Edit: Following up on this item. It appears we will be unable to recover with any major chance of success. Our issue was exacerbated by some additional problems.
- The drives were removed from the host and plugged into a different host out of their original order. This likely caused data corruption to that array information that cannot easily be recovered.
- When the drives were put back into the server, their order wasn't maintained. This likely caused further issues with the array metadata.
After some testing in our lab, it appears that using a raid 1+0 and swapping drive order does not seem to impact the array's functionality, even when the drive order is severely modified. This would suggest the issue really is related to array metadata being damaged when moving the drives between hosts.

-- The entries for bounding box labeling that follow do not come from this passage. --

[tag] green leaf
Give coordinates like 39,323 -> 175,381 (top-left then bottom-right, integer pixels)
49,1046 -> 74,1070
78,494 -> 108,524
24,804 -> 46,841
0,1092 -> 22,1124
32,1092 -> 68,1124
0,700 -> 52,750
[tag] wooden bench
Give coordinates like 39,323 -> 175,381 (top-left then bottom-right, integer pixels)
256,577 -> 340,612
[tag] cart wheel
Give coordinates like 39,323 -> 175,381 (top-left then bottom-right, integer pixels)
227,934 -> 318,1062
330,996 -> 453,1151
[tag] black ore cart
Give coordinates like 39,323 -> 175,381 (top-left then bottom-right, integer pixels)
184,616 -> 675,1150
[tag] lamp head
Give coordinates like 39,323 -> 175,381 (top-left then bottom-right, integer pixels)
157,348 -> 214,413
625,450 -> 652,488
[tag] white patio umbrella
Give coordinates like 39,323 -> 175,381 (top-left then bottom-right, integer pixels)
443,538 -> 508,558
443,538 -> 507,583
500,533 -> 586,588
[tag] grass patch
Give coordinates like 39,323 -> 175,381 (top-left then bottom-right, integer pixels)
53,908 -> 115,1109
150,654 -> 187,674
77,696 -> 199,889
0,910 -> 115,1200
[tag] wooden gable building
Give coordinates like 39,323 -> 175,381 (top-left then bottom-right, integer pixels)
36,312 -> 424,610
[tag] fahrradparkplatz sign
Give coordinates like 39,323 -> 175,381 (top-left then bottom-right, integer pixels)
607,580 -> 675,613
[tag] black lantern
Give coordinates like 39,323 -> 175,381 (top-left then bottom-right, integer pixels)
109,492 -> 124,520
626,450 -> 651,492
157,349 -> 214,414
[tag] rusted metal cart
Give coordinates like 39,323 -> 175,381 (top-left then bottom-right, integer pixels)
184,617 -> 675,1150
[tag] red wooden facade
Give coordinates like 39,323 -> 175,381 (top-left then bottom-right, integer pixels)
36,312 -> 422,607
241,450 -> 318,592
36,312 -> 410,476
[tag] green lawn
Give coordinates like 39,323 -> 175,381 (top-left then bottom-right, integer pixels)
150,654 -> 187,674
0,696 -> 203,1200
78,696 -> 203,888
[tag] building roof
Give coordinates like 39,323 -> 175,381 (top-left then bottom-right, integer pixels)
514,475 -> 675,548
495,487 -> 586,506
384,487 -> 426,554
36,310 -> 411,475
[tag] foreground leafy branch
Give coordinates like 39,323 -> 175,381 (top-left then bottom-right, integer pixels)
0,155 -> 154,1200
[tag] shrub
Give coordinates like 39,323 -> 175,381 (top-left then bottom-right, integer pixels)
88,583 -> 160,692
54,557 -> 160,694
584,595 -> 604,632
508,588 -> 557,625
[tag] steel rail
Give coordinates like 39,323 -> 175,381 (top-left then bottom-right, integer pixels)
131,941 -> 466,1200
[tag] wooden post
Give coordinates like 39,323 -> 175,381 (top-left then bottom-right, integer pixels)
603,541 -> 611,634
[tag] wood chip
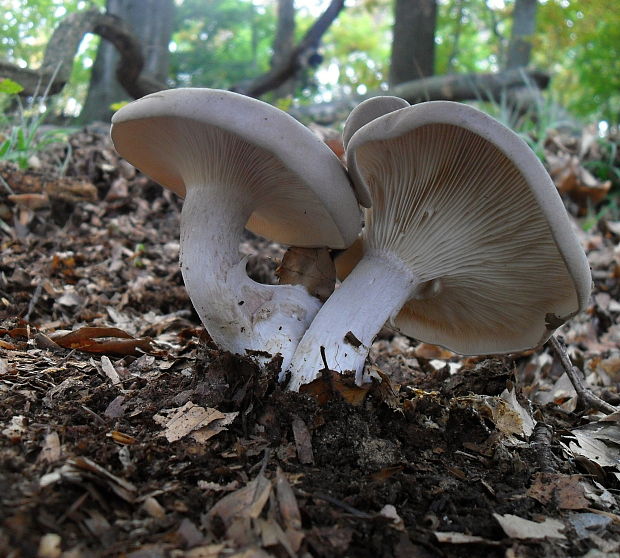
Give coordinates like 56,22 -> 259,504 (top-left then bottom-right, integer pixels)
291,417 -> 314,465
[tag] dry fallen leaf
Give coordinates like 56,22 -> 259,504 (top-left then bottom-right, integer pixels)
527,473 -> 590,510
153,401 -> 238,443
493,513 -> 566,540
291,417 -> 314,465
433,531 -> 499,545
50,327 -> 153,356
207,474 -> 271,527
276,246 -> 336,302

Following up on this item. It appears we will be unable to recover with any major chance of success. Our issue was exacerbated by some additional problems.
After some testing in our lab, it appears that using a raid 1+0 and swapping drive order does not seem to impact the array's functionality, even when the drive order is severely modified. This would suggest the issue really is related to array metadata being damaged when moving the drives between hosts.